Trends come and go, and copying is abundant in the games industry. As soon as somone makes a hit game, everyone follows suit and steals the game's mechanics. Look no further than Halo 4. It took plenty of mechanics from Call of Duty because Call of Duty is a more popular game. I am not debating whether this made Halo 4 better or worse, but it is an undeniable fact.
The current trend, however, is creating MOBA games. I've never played them, heck, I don't even know what it stands for. As far as I can tell, people control a hero with special abilities and work as a team to destroy the other team's base. They do all of this while killing countless minions, earning gold, experience, and destorying towers.
There are two MOBA games that really stand out though, Leage of Legends and DOTA 2. I'm not sure how they are different, or why they are so good (I've heard DOTA 2 is punishingly difficult), but I'm curious why those two are so popular. Do people play DOTA and LoL above all other MOBA games because there simply aren't that many high quality MOBA games? Is it because not enough game companies have caught on to the trend and created MOBAs, or is there something unique about these two games?
I'm waiting for Activision to create a MOBA that draws millions of players away from DOTA 2 and LoL. What makes these two games specifically, better than the other MOBAs? I'm confused about this. Furthermore, why is the turnover rate so slow for MOBAs? How are people still content with LoL after all these years? It's been almost four years, and people are still playing it religiously. Are MOBAs more similar to MMOs than shooters? Why can't we keep the same Call of Duty for four years?

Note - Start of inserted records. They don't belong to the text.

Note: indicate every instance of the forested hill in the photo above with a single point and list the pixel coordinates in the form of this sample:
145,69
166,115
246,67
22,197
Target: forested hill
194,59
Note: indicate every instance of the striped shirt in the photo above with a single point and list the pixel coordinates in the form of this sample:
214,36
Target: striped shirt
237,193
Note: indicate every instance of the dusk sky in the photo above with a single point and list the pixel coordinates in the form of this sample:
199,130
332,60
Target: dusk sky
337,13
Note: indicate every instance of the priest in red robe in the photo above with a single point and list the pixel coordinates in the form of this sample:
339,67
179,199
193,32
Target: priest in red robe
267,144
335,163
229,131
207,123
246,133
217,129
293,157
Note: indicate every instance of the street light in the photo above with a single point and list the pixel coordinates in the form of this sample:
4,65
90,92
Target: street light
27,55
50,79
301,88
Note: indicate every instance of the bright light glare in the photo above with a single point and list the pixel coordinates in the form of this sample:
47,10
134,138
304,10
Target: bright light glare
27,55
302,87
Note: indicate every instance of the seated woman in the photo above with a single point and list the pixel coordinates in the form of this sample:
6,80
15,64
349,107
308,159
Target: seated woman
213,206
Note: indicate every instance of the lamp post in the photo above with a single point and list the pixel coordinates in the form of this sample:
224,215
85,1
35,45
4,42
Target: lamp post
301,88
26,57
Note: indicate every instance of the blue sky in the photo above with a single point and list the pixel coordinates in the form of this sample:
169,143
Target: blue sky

Perhaps it's a matter of economics? People buy champions and skins, so one could argue they would be reluctant to give them up, and would want to spend more time in an old game. This point, however, is not entirely correct. People buy skins in Call of Duty, yet they still buy the new version every year. So what is it about MOBAs that have people playing the same one years after release?
I can't pinpoint it, especially having never played one before. It seems that they are more like MMOs however, where the players expect the game to be there for years to come. Perhaps it is really just the players' mindsets; they know a new shooter is coming out the following year and they are trained to purchase it. If players don't purchase the new shooter, the community dies. There is nothing fundamentally wrong with playing an old game online; I would love to still play Halo 3, but the community is gone. If the community knows no one is leaving, then there is no need for players to jump ship. I only leave an online community (Halo 3, MW2) when it's dead. I hold on as long as I can until then to save money. If everyone has that mindset though, you don't have to migrate.
Hardcore MOBA fans likely got started with the original DOTA, which has been around for years. They were trained not to jump ship every year to a new game, so they carry along that tradition now, but who knows. What's your opinion?